Ces maternités nazies (« fontaines de vie », en vieil allemand) ont été instaurées par le chef SS Heinrich Himmler à partir de 1935, afin d’assurer l’expansion de la « race aryenne », considérée comme supérieure.

Venaient y accoucher des filles-mères ou des femmes considérées comme « racialement pures », enceintes de soldats allemands, dont certaines après une relation hors mariage. Ces femmes pouvaient y confier leur enfant ou décider de fonder une famille. Des pouponnières ont été installées en Allemagne, Autriche et sur tous les territoires conquis, en Norvège notamment. La France en a compté un à Lamorlaye (Oise), près de Chantilly.

Le projet a été stoppé par la chute du IIIe Reich mais ces centres ont abrité la naissance de « 10 000 à 22 000 enfants selon les sources », indique Matthieu Niango à l’AFP.

« Les petits chevaux » s’inspire de trois histoires d’enfants, dont celle de Gisèle. A 61 ans, au décès de sa mère adoptive, elle se met en quête de ses origines.

Heinrich Himmler en 1939. (AFP)

Sur le plateau, quatre comédiens de la compagnie « pARTage » incarnent une dizaine de personnages, dont Hortense, qui se lance avec sa fille Violette dans ces recherches.

Entre enquête dans les centres d’archives et flashbacks historiques, le public suit Hortense dans ses découvertes : elle apprend qu’elle est née en 1944 dans le Lebensborn de Lamorlaye, qu’après plusieurs transits en Europe, elle arrive, dans l’après-guerre, à Commercy (Meuse), où elle est adoptée. Surtout, elle découvre, bouleversée, qu’elle est fille d’un SS.

« Il faut faire connaître l’histoire de ces enfants, de façon qu’on n’oublie pas », témoigne à l’AFP Gisèle Niango, espérant que la pièce, jouée auprès du grand public mais aussi dans des établissements scolaires, lui apportera une résonance.

« Ces enfants-là ont existé, ils ont manqué de reconnaissance et certains, toute leur vie, ont galéré », ajoute celle qui, en 2016, a cofondé l’association Pour la Mémoire des Enfants des Lebensborn, qui plaide pour la reconnaissance du statut de victime de guerre.

A LIRE : Le Lebensborn, la maternité dévoyée ou comment les idéologues nazis ont conçu des usines à bébés aryens

« Pour moi, ça a été un choc terrible, quand j’ai appris que j’étais née dans une pouponnière en Belgique (à Wégimont, ndlr), que je faisais partie de l’idéologie nazie » eugéniste, raconte-t-elle, parlant d’un « sentiment de honte ».

Elle a pu obtenir des informations sur sa mère. Il reste en revanche des inconnues sur son père biologique.

Pour Matthieu Niango, c’était « d’abord irréel ». « On (me) dit ‘vous descendez de SS’… et, moi, mon père est ivoirien ! », se souvient-il.
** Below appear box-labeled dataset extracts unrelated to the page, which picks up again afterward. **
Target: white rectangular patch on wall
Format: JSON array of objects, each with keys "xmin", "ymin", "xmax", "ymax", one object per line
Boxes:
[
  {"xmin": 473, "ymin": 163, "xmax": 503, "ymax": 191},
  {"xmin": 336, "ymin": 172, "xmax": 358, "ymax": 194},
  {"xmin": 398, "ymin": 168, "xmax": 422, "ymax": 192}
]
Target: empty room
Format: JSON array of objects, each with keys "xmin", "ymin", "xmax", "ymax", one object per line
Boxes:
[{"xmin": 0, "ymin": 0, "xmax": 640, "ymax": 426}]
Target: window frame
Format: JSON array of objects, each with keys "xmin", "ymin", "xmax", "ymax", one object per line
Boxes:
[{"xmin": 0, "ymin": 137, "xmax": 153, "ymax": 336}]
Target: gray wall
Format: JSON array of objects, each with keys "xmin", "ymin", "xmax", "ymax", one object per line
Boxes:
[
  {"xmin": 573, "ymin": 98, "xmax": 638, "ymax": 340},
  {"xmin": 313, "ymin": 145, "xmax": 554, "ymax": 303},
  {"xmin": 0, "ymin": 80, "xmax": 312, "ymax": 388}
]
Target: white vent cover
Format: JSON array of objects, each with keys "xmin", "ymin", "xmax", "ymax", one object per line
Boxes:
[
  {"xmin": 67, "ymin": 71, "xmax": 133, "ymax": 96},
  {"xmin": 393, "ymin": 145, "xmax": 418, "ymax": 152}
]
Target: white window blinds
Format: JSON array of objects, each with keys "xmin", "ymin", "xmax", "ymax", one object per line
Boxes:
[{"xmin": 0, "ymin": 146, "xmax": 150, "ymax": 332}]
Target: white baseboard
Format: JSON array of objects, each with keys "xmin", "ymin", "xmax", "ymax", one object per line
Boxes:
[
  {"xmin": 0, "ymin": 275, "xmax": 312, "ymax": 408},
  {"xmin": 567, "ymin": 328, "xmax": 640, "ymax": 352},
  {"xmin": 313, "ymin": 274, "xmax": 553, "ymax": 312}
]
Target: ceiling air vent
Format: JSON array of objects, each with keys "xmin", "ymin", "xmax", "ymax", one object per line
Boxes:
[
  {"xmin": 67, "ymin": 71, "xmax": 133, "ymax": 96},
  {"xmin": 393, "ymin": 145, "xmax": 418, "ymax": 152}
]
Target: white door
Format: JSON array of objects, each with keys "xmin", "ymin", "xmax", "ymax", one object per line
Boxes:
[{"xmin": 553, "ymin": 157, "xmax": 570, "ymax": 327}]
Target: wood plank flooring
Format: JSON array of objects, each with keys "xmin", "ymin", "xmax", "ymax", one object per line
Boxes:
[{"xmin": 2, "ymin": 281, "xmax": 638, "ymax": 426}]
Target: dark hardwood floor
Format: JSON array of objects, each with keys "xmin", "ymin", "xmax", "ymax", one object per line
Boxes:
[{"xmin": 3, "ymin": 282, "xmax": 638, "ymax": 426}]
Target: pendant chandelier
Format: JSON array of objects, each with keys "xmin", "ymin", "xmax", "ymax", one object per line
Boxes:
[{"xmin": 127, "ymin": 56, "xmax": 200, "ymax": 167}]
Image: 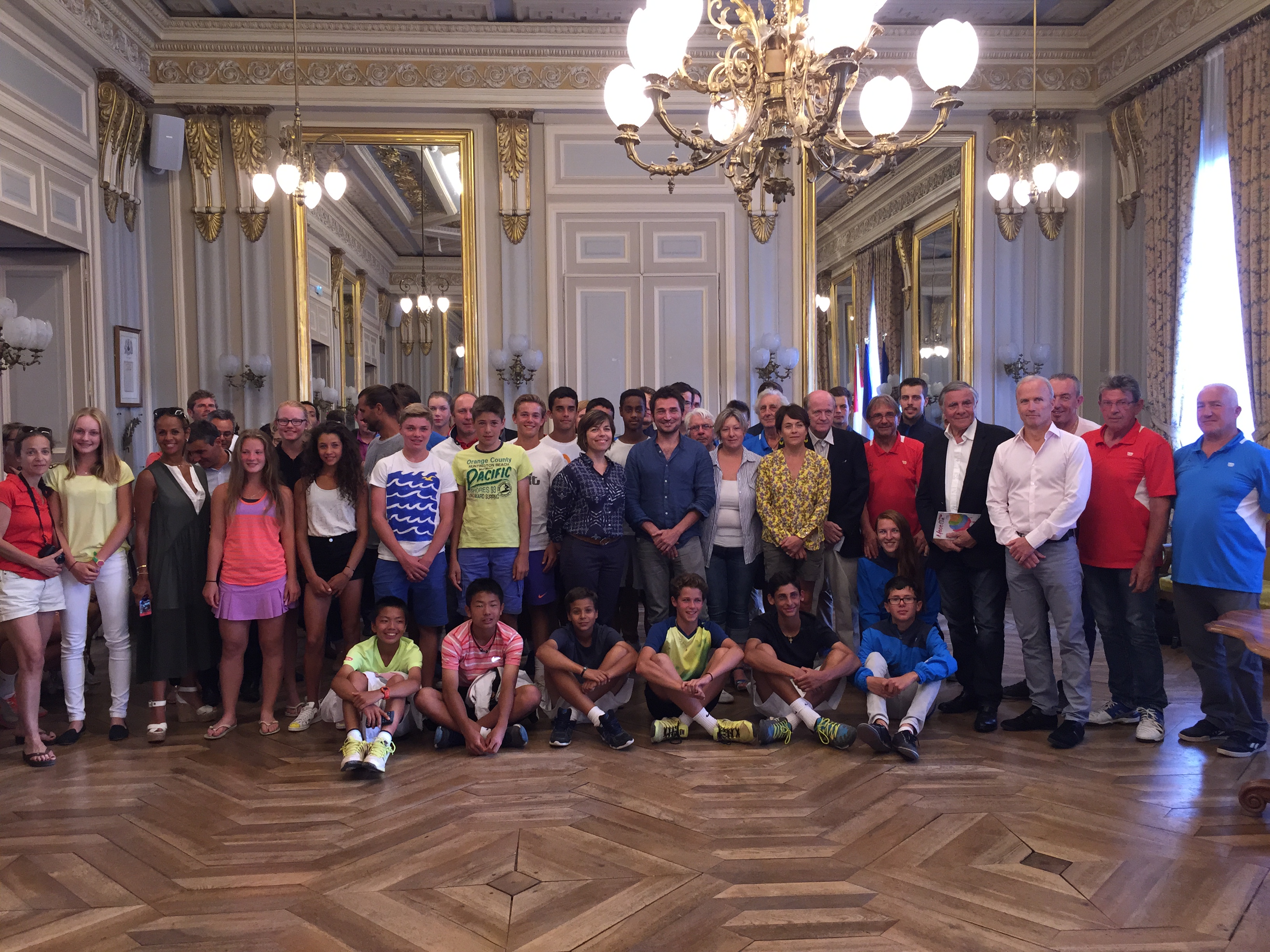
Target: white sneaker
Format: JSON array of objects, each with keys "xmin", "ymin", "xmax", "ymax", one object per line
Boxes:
[
  {"xmin": 287, "ymin": 701, "xmax": 318, "ymax": 731},
  {"xmin": 1134, "ymin": 707, "xmax": 1165, "ymax": 744}
]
Écrire la pièce lui a été difficile : « sans mes co-autrices (Jeanne Signé, également metteuse en scène, Séverine Cojannot, Camille Laplanche), je n’y serai pas parvenu ». « Ce n’était pas simple à exprimer ».
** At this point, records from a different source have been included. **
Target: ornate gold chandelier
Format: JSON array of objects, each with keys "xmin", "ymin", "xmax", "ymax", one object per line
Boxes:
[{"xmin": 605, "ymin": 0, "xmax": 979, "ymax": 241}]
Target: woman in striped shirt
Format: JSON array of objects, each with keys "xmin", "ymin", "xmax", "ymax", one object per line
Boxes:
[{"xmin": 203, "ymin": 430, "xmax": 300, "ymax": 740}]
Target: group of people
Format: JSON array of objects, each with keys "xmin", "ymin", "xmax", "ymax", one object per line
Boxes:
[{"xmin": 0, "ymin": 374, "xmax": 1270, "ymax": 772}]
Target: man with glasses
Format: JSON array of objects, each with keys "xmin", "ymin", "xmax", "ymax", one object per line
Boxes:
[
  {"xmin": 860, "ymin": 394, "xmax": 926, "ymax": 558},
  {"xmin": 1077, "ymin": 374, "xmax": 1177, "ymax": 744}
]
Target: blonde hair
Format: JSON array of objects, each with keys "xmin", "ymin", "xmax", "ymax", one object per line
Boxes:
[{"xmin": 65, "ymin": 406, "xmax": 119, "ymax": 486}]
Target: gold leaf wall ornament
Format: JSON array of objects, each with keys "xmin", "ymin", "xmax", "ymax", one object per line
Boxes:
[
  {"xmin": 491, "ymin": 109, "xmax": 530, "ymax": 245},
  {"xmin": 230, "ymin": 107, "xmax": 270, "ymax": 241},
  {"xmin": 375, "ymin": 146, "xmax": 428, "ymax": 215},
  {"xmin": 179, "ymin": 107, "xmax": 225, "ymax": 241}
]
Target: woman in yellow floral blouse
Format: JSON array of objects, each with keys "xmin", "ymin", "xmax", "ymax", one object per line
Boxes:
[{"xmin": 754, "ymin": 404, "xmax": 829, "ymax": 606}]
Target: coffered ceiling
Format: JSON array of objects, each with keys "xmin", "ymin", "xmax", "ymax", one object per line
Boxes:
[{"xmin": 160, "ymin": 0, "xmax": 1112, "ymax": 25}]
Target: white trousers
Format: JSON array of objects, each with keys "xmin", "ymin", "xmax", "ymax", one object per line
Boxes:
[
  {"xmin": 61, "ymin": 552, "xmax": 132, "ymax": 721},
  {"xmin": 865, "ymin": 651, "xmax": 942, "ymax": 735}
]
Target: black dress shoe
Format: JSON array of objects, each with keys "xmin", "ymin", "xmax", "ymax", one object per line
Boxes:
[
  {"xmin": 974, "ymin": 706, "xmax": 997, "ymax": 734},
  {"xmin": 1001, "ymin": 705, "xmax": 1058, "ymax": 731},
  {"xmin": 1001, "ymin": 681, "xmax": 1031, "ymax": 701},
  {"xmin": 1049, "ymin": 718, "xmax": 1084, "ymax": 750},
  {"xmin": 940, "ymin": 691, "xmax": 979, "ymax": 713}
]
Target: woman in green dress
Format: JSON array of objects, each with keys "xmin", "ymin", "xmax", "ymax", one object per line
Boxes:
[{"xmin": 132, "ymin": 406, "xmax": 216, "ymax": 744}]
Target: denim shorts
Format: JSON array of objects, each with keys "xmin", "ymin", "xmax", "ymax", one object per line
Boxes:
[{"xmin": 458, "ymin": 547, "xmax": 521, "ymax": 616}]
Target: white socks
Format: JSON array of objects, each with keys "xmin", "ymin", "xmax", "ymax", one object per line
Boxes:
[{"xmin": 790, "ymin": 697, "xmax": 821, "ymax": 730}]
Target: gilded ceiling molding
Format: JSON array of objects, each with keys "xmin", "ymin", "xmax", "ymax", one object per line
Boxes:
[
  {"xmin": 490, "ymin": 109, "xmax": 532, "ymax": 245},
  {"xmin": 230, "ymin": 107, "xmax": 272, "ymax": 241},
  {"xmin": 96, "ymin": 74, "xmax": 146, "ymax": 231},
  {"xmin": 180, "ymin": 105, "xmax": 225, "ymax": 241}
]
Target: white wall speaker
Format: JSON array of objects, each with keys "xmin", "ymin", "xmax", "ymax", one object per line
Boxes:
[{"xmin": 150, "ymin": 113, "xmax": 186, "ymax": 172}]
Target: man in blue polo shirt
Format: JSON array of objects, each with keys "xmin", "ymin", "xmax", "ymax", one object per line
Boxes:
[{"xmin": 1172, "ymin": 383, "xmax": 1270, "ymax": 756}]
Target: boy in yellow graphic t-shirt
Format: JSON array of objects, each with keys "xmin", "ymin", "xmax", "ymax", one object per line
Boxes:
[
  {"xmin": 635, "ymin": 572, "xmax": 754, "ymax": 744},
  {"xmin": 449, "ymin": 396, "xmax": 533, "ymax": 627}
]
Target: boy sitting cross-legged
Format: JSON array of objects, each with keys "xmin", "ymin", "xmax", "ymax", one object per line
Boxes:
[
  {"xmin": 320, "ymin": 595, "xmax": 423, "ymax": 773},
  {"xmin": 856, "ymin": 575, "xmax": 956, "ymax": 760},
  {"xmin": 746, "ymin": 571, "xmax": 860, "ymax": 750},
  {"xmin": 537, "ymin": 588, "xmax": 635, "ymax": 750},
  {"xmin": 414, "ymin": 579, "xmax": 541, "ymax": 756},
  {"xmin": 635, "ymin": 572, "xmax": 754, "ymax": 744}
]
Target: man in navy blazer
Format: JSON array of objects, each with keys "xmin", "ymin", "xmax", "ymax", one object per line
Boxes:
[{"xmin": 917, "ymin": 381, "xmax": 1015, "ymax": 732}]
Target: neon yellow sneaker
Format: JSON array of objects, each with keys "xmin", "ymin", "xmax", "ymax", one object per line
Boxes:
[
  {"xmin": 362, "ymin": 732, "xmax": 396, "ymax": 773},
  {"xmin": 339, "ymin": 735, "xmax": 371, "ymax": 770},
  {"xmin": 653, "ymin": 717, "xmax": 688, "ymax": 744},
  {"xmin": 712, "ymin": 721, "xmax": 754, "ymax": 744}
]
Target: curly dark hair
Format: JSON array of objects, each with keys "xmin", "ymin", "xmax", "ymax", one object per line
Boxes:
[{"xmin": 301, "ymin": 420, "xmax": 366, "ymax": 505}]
Les auteurs sont convaincus de l’urgence à faire connaître le sujet alors que les « enfants » de ces fabriques à bébés nazies sont aujourd’hui octogénaires. « Il faut faire parler des témoins », faire « mémoire », dit-il.

A Commercy, en 2019, la mairie a fait apposer une plaque commémorative en mémoire des 17 enfants orphelins de guerre recueillis dans son hôpital en 1946, dont certains comme Gisèle sont issus de Lebensborn.
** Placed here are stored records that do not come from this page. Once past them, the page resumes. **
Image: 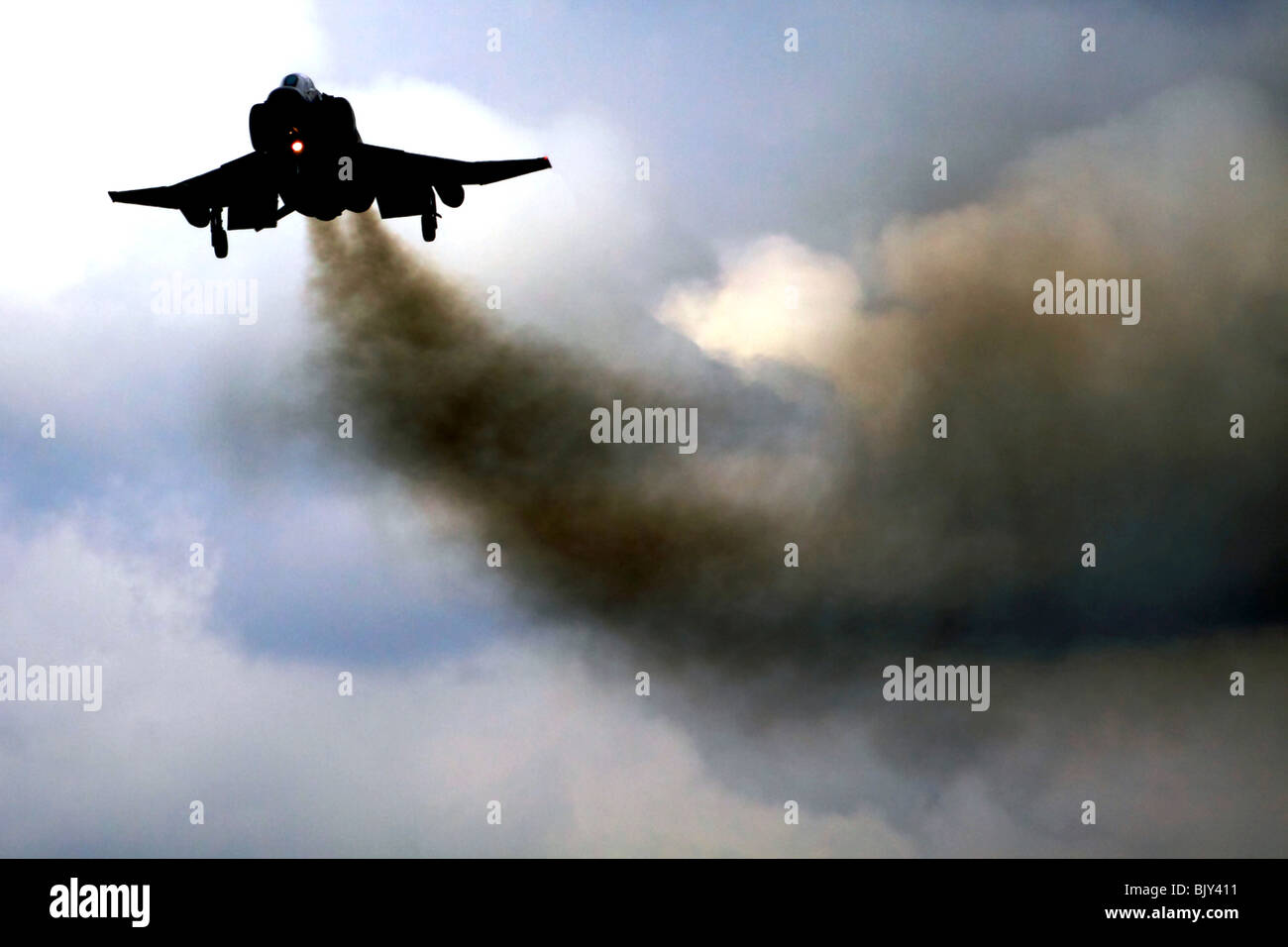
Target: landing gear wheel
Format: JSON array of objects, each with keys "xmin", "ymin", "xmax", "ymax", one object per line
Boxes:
[{"xmin": 210, "ymin": 207, "xmax": 228, "ymax": 261}]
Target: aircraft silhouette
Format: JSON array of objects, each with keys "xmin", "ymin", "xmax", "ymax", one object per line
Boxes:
[{"xmin": 107, "ymin": 72, "xmax": 550, "ymax": 259}]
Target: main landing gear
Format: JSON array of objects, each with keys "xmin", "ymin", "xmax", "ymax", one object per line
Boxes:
[
  {"xmin": 420, "ymin": 189, "xmax": 439, "ymax": 244},
  {"xmin": 210, "ymin": 207, "xmax": 228, "ymax": 261}
]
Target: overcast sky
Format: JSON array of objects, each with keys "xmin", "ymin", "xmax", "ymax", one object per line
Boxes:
[{"xmin": 0, "ymin": 0, "xmax": 1288, "ymax": 856}]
D’autant que « les idées qui ont conduit aux Lebensborn sont encore très présentes », affirme M. Niango, dans un contexte international de montée de l’extrême droite : « Le racisme va de pair avec l’eugénisme ».

La quête de telles origines est aussi au centre d’une bande dessinée, « Lebensborn » d’Isabelle Maroger (Bayard graphic, 2024), elle aussi petite-fille d’une femme née dans une pouponnière en Norvège.

Matthieu Niango a également un roman en préparation, « Le fardeau » (éditions Mialet-Barrault), annoncé pour l’automne.

La pièce sera jouée au festival de théâtre de Coye-la-Forêt (Oise) le 20 mai, tout près de Lamorlaye.